A ofensiva de Israel em Rafah, iniciada após o ataque do Hamas em 7 de outubro, visa a destruir o grupo militante, mas causou a morte de cerca de 36.000 pessoas, segundo o Ministério da Saúde de Gaza. No ataque mais recente a um campo de tendas em Rafah, o primeiro-ministro Benjamin Netanyahu reconheceu um "erro trágico".
Com a expansão dos combates, as condições de vida nos campos de refugiados se deterioram rapidamente. As fotos de satélite mostram novos campos de tendas densamente ocupados ao longo da costa. A vida nesses campos é uma luta constante pela sobrevivência.
A situação humanitária em Gaza continua a se deteriorar, com apelos por mais ajuda internacional e soluções sustentáveis para os milhares de desabrigados.
Irlanda, Noruega e Espanha reconhecem oficialmente o Estado Palestino
Em um movimento coordenado para pressionar Israel a suavizar sua resposta ao ataque do Hamas do ano passado, Espanha, Noruega e Irlanda reconheceram formalmente o Estado palestino nesta terça-feira (28). Israel condenou a decisão, afirmando que não terá impacto imediato na guerra em Gaza.
O primeiro-ministro espanhol Pedro Sánchez anunciou a decisão em um discurso televisionado, descrevendo-a como uma medida histórica para ajudar israelenses e palestinos a alcançar a paz. O ministro das Relações Exteriores de Israel, Israel Katz, criticou a Espanha, acusando o governo de Sánchez de ser cúmplice de incitação ao genocídio contra judeus e crimes de guerra.
Após a formalização da decisão conjunta previamente anunciada, a bandeira palestina foi hasteada em Dublin, na sede do parlamento irlandês. O governo irlandês anunciou o reconhecimento oficial do Estado palestino e a criação de uma embaixada da Irlanda em Ramala, na Cisjordânia.
O primeiro-ministro irlandês Simon Harris destacou que a medida visa "manter viva a esperança" e apelou ao premiê israelense Benjamin Netanyahu para "ouvir o mundo e conter a catástrofe humanitária" em Gaza. Com essa decisão, a Irlanda estabelecerá relações diplomáticas plenas com a Palestina e nomeará um embaixador irlandês para Ramala.
A Noruega também oficializou nesta terça-feira o reconhecimento da Palestina como Estado. O ministro das Relações Exteriores, Espen Barth Eide, afirmou em comunicado que "a Noruega tem sido, há mais de 30 anos, um dos países que mais tem lutado por um Estado palestino. Hoje, quando se reconhece oficialmente a Palestina como Estado, é um dia memorável na relação entre os dois países."
O Conselho de Ministros da Espanha também aprovou o reconhecimento formal da Palestina como Estado.
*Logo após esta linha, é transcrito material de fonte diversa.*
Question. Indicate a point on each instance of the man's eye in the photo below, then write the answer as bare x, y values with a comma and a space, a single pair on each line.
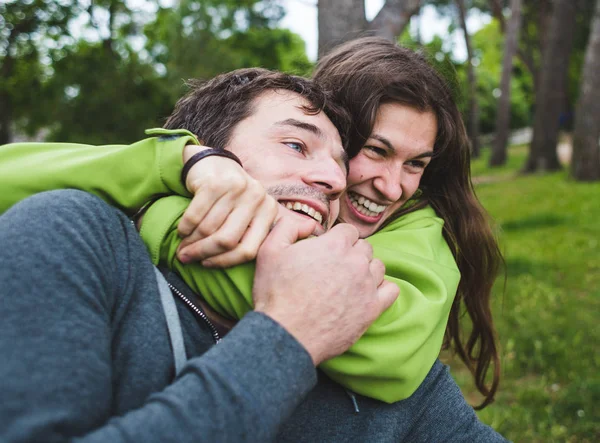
295, 146
375, 150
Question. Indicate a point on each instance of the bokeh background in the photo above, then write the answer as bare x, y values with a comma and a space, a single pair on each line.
526, 74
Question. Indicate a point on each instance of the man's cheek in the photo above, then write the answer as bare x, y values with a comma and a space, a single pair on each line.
334, 211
A porta-voz do governo espanhol, Pilar Alegría, e o ministro das Relações Exteriores, Jose Manuel Albares, destacaram a importância histórica da decisão.
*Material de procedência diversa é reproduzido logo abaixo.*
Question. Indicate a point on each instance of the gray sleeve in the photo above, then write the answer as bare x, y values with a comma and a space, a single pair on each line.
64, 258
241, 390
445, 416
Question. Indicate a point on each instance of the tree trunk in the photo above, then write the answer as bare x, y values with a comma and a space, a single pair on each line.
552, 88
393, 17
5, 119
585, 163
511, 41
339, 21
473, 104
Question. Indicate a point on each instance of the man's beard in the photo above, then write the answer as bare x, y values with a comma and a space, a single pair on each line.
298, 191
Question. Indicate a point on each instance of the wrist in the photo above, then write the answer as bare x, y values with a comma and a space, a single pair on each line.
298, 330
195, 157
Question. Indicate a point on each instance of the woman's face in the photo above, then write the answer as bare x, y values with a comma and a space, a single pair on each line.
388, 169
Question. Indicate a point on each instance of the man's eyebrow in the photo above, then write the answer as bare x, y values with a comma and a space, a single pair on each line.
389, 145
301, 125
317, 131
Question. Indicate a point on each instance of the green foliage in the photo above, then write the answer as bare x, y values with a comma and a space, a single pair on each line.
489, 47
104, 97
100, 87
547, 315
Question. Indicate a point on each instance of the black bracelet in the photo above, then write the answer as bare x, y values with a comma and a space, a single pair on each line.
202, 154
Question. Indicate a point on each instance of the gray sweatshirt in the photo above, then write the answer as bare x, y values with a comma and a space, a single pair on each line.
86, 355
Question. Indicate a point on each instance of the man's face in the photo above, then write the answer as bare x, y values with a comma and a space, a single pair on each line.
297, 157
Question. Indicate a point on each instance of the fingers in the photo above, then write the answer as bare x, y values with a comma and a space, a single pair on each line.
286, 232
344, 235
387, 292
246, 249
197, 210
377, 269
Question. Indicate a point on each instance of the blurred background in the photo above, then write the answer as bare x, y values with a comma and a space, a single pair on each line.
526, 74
Albares afirmou que "hoje é um dia que fica gravado na história da Espanha, um dia em que o nosso país diz que perante o sofrimento não é possível a indiferença e que é possível a paz, a solidariedade, o compromisso e a confiança na humanidade."
Ele defendeu que a decisão é uma questão de justiça para o povo palestino e uma via para garantir a segurança de Israel e a paz na região.
As decisões da Irlanda, Noruega e Espanha se somam à de mais de 140 países que já reconheceram a Palestina como Estado. No entanto, nenhuma das principais potências ocidentais o fez. A adesão de três países europeus ao grupo representa uma vitória para os esforços palestinos na opinião pública mundial e pode pressionar França e Alemanha a reconsiderarem suas posições. Anteriormente, apenas sete dos 27 membros da União Europeia (UE) reconheciam oficialmente o Estado palestino.